May is national bike month. It’s also when The League of American Bicyclists Rankings are released. There was a lot of movement in the top ten this year. After digging shallowly into the data, one basic observation was that  a couple specific deficits determined the overall standings. While some states had widely varying rankings, other high performers had closely grouped numbers, which may highlight areas of opportunity.

Washington held onto the number one spot and Colorado moved up to number two. Both of those states scored high in key categories, followed closely by some lower figures in other significant areas. Oregon and Minnesota, third and fourth respectively, were mathematically more balanced but ranked lower overall.

Click through for the 2013 top ten and 2012 rankings for comparison.

2013 Rankings


The League of American Bicyclists’ website offers up several visually stimulating renditions of their findings. View the interactive map with several different overlays here. Then, find the full 2013 rankings here.

Below, find their slightly more colorful 2012 rankings for comparison. Note how much movement in both the overall and categorical rankings we see in the top ten.




Personally I have laid down significant miles in Washington, Colorado, Nevada, Utah, Arizona, most of California, and almost all of Illinois. Now, I live in Portland. Therefore, I have a considerable bias and can’t even begin to lay my opinions over these statistics.

How do you feel about these state rankings? Is biking in Seattle that much better than biking in Chicago, for example? Tell us below.


  1. Having lived in Colorado and Arizona, I’d agree with their making the Top 10. Likewise I’d also agree with Ohio being as low as it is.

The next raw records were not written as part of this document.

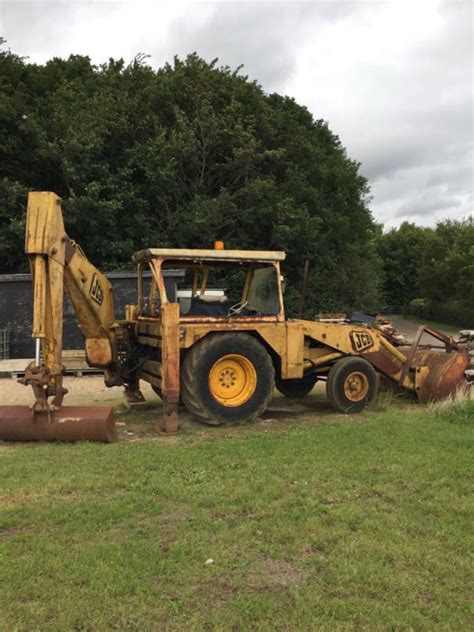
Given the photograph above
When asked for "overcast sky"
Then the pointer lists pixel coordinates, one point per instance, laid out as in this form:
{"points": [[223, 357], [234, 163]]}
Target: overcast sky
{"points": [[394, 79]]}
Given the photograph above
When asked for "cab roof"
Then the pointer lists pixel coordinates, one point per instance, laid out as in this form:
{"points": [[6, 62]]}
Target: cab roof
{"points": [[185, 254]]}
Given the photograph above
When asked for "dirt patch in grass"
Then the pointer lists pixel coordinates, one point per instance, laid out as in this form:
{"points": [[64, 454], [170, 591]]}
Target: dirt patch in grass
{"points": [[276, 573], [14, 499], [12, 531]]}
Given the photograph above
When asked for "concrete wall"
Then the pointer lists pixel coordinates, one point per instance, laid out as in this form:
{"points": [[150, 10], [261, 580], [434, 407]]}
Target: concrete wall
{"points": [[16, 308]]}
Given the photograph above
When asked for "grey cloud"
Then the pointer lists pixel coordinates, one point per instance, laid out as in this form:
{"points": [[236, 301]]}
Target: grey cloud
{"points": [[263, 37]]}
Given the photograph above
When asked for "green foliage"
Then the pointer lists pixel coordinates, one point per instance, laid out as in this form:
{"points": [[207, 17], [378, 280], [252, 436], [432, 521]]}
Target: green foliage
{"points": [[436, 264], [401, 250], [180, 157]]}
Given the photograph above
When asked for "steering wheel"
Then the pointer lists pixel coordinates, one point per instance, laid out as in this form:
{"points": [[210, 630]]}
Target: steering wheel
{"points": [[234, 310]]}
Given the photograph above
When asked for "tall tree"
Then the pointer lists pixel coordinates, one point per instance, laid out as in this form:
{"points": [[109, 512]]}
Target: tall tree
{"points": [[181, 156]]}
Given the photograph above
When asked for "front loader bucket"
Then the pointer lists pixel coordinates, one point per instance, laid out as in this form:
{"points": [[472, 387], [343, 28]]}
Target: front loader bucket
{"points": [[440, 374], [70, 423]]}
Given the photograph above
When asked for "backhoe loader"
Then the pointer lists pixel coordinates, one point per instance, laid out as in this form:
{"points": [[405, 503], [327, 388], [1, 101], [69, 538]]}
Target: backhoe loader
{"points": [[220, 352]]}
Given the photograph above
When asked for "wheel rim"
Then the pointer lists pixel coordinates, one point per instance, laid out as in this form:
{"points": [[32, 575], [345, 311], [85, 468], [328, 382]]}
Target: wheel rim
{"points": [[356, 386], [232, 380]]}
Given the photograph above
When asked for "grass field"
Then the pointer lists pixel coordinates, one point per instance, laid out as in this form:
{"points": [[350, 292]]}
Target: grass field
{"points": [[323, 522]]}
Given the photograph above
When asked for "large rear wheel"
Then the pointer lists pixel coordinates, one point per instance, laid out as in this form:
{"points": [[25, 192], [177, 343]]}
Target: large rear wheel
{"points": [[351, 384], [227, 378]]}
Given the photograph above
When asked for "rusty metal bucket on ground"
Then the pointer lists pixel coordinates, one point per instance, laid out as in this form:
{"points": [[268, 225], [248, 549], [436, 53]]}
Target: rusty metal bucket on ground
{"points": [[438, 374], [441, 375], [70, 423]]}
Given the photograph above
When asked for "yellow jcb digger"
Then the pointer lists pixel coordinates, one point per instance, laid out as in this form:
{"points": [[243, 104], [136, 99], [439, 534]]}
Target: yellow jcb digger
{"points": [[219, 346]]}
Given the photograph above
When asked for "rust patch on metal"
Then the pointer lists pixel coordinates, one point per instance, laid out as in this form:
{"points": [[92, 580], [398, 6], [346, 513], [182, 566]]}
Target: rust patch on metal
{"points": [[445, 373], [71, 423]]}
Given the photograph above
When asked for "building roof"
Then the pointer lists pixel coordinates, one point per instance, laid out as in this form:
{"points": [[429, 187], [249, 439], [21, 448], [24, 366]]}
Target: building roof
{"points": [[185, 254]]}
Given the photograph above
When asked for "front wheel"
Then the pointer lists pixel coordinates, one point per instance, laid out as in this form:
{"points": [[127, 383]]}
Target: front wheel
{"points": [[227, 378], [351, 384]]}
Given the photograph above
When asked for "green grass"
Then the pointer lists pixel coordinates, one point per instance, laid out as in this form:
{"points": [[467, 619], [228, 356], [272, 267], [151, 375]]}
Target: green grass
{"points": [[331, 523], [449, 329]]}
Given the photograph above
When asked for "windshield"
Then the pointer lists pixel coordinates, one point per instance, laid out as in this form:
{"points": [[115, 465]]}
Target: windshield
{"points": [[263, 296]]}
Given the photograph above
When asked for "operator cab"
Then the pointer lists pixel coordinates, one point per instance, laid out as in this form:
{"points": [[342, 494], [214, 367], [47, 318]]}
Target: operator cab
{"points": [[212, 284]]}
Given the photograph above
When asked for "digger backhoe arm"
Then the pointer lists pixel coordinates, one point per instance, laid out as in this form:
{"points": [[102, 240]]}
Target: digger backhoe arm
{"points": [[57, 262]]}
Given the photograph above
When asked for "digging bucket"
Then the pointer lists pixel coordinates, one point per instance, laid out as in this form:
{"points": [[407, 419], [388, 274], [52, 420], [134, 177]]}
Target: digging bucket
{"points": [[442, 374], [70, 423]]}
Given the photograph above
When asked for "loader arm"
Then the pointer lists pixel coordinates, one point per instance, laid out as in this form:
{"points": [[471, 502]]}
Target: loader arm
{"points": [[58, 263]]}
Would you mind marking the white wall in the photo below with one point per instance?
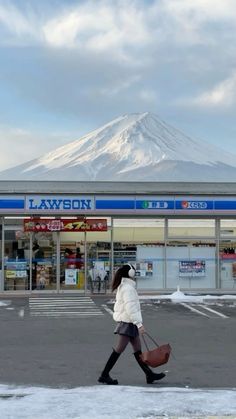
(174, 254)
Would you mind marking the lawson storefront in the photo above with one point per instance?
(72, 236)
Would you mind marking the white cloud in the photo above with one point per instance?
(18, 145)
(100, 27)
(18, 24)
(222, 95)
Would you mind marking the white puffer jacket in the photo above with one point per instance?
(127, 305)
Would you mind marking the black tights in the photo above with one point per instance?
(123, 342)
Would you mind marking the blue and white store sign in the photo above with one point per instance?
(48, 204)
(10, 203)
(116, 204)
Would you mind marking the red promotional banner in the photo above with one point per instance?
(81, 224)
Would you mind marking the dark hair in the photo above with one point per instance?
(120, 273)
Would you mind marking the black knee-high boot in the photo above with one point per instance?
(150, 375)
(105, 377)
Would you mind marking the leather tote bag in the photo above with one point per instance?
(155, 357)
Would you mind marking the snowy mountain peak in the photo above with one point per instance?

  2. I live and ride (mountain) in Phoenix, and the options for trail riding are numerous. We have the two largest inner-city parks in the country with miles of easily accessed trails. We also have a pretty cool place called Sedona, not sure if you’ve heard of it. I think if that was factored into these rankings we would score a lot higher.

  3. I think Seattle in sort of ridiculous. Their infrastructure, bike lanes and such, is almost non existent and the drivers are relatively dangerous. Biking through downtown can get intimidating. Portland on the other hand is covered in bike lanes and bike corridors in places that make a lot of sense. But I’m only comparing the two main urban areas from their respective states. I’m sure there are other factors involved.

  4. I live in Conway, AR (near Little Rock), and cycling here is downright dangerous. The biggest problem is that there is no culture of cycling here, so drivers have a complete disregard for road cyclists. We’re a nuisance. I think culture (as hard as it is to quantify) has to be considered in the rankings.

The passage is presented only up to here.